Add below lines, after disk

<disk type='file' device='disk'>
<driver name='qemu' type='qcow2' discard='unmap'/>
<source file='/VM/disks/fstrim.qcow2'/>
<target dev='vdb' bus='scsi'/>
<address type='drive' controller='0' bus='0' target='0' unit='2'/>

On Virtual Machine

Install cryptsetup

yum -y install crytpsetup

Encrypt the disk with LUKS (it will format the disk and lose all the data):

cryptsetup luksFormat /dev/sdx

Open the disk to set up a filesystem

cryptsetup luksOpen --allow-discards  /dev/sdx mydisk

Format new encrypted disk

mkfs.xfs /dev/mapper/mydisk

Mount encrypted disk

mount /dev/mapper/mydisk /mnt/

Create files to test. Both on VM and HOST SERVER the space will increase with 1G.

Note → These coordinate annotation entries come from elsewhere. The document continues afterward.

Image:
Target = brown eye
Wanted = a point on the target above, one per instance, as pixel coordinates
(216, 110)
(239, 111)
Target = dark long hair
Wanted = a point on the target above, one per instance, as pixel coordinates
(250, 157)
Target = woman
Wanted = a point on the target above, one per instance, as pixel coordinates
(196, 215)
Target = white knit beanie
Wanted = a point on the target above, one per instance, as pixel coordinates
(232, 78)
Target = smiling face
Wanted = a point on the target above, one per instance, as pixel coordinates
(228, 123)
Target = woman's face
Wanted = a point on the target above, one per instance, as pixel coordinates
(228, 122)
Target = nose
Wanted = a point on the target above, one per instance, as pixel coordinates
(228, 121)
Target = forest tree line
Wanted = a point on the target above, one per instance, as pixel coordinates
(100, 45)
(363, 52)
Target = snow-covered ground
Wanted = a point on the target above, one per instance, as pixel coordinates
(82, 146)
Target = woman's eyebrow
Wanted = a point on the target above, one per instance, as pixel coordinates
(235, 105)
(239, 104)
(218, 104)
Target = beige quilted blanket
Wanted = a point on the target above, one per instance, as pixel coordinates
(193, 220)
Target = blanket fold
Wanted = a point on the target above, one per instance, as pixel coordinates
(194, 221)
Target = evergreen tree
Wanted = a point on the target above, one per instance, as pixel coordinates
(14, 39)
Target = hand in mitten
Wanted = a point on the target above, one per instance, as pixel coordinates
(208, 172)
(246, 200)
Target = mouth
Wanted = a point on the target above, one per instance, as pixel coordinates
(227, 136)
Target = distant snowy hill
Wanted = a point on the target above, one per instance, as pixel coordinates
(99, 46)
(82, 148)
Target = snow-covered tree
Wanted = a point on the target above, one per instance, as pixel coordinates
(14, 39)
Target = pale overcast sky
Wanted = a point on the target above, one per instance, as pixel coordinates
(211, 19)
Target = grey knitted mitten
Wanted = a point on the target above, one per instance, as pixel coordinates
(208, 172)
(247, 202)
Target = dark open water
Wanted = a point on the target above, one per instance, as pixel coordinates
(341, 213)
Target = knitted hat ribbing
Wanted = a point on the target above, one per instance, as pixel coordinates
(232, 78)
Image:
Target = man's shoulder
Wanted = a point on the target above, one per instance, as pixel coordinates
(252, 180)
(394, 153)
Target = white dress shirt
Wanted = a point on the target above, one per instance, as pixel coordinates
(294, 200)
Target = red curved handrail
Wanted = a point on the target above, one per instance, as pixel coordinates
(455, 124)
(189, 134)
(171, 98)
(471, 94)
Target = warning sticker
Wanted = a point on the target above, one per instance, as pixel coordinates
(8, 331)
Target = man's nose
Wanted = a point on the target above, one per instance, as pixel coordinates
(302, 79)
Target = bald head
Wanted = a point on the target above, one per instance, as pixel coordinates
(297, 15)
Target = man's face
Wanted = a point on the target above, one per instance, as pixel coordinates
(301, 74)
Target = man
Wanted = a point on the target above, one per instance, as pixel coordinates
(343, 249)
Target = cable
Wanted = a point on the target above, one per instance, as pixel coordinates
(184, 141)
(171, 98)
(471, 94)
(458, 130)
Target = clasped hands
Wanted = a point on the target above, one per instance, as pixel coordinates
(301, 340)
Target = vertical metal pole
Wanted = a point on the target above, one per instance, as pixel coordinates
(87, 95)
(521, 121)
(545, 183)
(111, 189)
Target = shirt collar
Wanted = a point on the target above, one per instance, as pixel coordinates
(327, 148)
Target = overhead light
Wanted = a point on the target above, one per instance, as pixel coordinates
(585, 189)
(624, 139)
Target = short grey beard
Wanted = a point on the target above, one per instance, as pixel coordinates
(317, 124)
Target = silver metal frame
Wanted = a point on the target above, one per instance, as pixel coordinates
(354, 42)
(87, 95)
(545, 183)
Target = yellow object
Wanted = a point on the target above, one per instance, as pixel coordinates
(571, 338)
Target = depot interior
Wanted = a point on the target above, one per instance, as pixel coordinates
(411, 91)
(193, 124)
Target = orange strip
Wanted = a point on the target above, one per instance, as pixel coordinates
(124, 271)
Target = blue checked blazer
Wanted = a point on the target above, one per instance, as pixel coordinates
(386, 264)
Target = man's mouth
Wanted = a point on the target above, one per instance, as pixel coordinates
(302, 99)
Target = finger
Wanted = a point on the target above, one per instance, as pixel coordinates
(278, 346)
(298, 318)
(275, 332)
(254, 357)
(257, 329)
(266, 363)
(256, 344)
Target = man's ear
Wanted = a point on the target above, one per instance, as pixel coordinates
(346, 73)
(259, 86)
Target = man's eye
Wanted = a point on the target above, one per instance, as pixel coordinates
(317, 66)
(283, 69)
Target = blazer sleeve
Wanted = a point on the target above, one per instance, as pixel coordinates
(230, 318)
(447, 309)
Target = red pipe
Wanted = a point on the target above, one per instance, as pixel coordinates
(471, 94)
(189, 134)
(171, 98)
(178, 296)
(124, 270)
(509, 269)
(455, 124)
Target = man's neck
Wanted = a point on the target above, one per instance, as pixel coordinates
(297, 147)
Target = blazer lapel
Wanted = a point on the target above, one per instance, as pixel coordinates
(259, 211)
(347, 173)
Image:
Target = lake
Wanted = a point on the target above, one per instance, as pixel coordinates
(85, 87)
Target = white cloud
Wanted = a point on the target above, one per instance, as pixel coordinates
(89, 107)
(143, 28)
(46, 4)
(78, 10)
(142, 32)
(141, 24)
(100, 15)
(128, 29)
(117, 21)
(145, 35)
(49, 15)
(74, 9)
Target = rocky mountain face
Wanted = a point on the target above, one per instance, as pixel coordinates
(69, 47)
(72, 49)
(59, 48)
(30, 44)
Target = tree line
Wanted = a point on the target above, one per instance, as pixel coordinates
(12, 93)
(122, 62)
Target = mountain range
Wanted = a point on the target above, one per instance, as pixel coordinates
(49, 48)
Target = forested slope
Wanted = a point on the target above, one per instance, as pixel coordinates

dd if=/dev/random of=/mnt/1.img bs=1M count=1024

After deleting the 1G file in VM /mnt, the space on HOST will not decrease. To decrese it in VM must be run below command:

rm 1.img
fstrim -v /mnt

ON HOST SERVER - check the disk space:


[root@myserver ]# du -sh fstrim.qcow2
1.1G fstrim.qcow2


[root@myserver ]# du -sh fstrim.qcow2
85M fstrim.qcow2

The trim can be done manually as discribed above with command 'fstrim -v /mnt' and automatically once per week: Enable / start the service fstrim.timer.

systemctl enable fstrim.timer
systemctl start fstrim.timer

After reboot, the file system will be mounted manually, because the password must be entered again for the encrypted disk.